Businesses urged to put staff wellbeing at the forefront for World Mental Health Day

Date published: 09 October 2019

To mark World Mental Health Day on October 10, the UK’s association for Employee Assistance Programmes (EAPs) is calling on businesses to do more to make staff aware of what help is available to them, especially when it comes to mental health.

Eugene Farrell, chair of the Employee Assistance Programme Association (EAPA) – the research body which represents the interests of Employee Assistance Programme providers across the UK – says World Mental Health Day is the perfect time to remind businesses that they can and should be doing far more to make employees know that help is available to them through their employer.

Take-up of Employee Assistance Programme services by employees in the UK is alarmingly low. Only 5% of employees with an Employee Assistance Programme make use of it, despite the fact that nearly half of the UK’s workforce have an Employee Assistance Programme as part of their employee benefits.

Eugene says: “World Mental Health Day this year is about a very solemn topic indeed: suicide. With deaths by suicide having risen by 11.8% in 2018, this is something that every single one of us must take extremely seriously, and employers have a big part to play in that.

“A lot of the themes around this year’s World Mental Health Day are about taking time to reach out to those in need. We urge businesses to reach out to their staff by letting them know about any support that is available to anyone who is struggling with their mental health. We also urge employers to look at how their Employee Assistance Programme fits into the wider wellbeing strategy so that all elements of support are working together effectively to support employee mental health.”

Employee Assistance Programmes are designed to offer staff a range of support with issues they may be struggling with, including physical discomfort, financial problems and mental health, with the aim of boosting morale and wellbeing. EAPA’s research shows that a greater focus on mental health generally has been accompanied by a growing demand for support. The most common uses of an Employee Assistance Programme are for depression and coping with family events.

EAPA urges employers to look at what more they can do to encourage staff to take up and benefit from Employee Assistance Programme services.

World Mental Health Day is a perfect opportunity to build awareness and knowledge of how an Employee Assistance Programme can support staff.

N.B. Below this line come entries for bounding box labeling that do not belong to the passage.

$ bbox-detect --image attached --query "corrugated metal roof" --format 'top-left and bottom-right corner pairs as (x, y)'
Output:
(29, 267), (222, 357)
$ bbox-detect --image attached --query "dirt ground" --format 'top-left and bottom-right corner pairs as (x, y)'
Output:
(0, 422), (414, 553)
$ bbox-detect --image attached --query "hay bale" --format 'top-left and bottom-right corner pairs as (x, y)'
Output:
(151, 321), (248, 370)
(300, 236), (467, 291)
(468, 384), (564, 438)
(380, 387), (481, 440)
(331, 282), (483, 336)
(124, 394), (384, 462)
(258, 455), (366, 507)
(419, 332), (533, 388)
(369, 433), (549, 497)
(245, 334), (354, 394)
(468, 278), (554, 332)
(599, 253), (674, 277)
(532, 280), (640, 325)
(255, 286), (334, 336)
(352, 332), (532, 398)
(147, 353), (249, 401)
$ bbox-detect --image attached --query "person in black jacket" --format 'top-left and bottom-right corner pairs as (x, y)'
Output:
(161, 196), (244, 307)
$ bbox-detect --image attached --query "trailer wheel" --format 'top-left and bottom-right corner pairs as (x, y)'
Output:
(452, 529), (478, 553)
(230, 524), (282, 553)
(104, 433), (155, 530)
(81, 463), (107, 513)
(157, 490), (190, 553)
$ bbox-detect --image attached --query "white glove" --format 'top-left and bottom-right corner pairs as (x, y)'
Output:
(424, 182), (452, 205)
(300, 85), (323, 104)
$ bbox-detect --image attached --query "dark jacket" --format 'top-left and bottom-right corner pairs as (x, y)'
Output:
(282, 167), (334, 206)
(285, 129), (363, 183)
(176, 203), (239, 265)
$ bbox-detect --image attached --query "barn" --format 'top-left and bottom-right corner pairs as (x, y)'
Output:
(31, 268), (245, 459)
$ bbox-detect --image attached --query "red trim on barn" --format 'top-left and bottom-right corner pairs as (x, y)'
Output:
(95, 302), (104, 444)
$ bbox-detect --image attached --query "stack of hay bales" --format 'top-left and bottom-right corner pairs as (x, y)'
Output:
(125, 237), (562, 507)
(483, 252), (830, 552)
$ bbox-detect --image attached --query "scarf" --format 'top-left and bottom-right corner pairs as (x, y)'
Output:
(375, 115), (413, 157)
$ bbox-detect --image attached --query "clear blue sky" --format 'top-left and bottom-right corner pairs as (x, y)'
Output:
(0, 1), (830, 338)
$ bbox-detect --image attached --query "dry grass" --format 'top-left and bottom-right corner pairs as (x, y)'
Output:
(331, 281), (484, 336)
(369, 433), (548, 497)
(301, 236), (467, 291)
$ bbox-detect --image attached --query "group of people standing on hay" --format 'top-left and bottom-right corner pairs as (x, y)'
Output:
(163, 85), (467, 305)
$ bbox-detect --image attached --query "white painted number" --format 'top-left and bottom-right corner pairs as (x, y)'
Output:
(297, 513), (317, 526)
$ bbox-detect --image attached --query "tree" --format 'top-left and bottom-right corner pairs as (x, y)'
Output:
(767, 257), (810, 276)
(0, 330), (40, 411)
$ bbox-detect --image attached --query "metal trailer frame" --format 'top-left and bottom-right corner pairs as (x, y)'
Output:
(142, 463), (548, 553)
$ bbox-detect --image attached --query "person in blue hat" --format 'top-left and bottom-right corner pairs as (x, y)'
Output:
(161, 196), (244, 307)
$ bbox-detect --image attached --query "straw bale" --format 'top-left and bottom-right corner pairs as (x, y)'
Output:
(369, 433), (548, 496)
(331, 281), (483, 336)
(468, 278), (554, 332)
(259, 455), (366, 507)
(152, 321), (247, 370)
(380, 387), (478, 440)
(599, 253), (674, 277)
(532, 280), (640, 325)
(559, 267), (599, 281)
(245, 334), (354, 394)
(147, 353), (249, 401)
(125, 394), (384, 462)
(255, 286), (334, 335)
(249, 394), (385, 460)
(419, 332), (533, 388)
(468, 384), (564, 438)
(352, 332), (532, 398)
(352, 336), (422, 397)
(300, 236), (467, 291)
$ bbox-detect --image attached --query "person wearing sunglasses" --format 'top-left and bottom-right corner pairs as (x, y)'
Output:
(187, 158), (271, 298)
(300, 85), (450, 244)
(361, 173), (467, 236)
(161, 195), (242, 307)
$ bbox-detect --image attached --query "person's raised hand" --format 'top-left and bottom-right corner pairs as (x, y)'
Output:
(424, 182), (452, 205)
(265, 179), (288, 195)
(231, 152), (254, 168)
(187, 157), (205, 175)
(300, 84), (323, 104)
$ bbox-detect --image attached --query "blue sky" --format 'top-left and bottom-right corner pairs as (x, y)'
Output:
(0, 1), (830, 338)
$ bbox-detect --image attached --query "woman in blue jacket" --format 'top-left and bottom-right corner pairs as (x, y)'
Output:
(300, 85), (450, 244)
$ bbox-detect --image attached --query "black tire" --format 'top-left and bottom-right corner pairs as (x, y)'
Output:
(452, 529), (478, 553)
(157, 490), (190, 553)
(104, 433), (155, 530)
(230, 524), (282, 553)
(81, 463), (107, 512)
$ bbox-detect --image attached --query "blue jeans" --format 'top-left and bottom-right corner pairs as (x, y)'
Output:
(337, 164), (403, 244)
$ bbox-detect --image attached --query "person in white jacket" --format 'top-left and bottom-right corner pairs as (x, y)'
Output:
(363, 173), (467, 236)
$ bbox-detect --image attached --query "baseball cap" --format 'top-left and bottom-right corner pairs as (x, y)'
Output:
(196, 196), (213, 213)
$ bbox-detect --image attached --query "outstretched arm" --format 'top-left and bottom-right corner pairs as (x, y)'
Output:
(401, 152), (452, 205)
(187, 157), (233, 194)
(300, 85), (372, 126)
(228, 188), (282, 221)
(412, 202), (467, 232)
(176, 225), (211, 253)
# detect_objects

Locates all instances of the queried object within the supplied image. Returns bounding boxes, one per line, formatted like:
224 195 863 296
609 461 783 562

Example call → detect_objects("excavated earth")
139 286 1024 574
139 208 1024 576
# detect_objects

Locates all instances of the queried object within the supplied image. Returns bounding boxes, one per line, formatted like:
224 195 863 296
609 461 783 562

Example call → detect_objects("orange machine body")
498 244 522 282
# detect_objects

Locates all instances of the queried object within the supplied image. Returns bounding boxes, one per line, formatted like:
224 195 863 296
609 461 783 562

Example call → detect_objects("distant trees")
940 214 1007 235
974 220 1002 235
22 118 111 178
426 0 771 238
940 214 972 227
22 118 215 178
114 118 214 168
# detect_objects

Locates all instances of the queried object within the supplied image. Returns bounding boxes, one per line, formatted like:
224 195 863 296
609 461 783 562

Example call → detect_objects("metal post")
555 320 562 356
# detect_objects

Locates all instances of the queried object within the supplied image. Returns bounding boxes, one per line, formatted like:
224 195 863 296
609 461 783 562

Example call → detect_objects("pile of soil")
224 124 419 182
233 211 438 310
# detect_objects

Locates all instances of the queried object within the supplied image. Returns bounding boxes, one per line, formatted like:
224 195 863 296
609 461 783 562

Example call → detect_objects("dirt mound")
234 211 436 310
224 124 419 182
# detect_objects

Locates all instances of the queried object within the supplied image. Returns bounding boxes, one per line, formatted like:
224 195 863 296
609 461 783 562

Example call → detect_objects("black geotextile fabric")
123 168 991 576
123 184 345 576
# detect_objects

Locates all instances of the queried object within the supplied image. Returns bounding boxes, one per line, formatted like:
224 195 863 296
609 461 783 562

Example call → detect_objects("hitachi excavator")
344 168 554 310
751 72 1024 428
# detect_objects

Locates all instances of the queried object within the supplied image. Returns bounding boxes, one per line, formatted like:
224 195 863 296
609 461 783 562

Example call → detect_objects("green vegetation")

Some ideas might include: 

  • An email to all staff to mark World Mental Health Day that contains a simple message about the importance of mental health and wellbeing and signposting to the Employee Assistance Programme and ways to access it.
  • Virtual posters on workplace sites/social media pages marking World Mental Health Day and advising staff as to how they can access support from their Employee Assistance Programme.
  • Host a series of informal meetings/talks on World Mental Health Day, advising staff of how they can access their Employee Assistance Programme.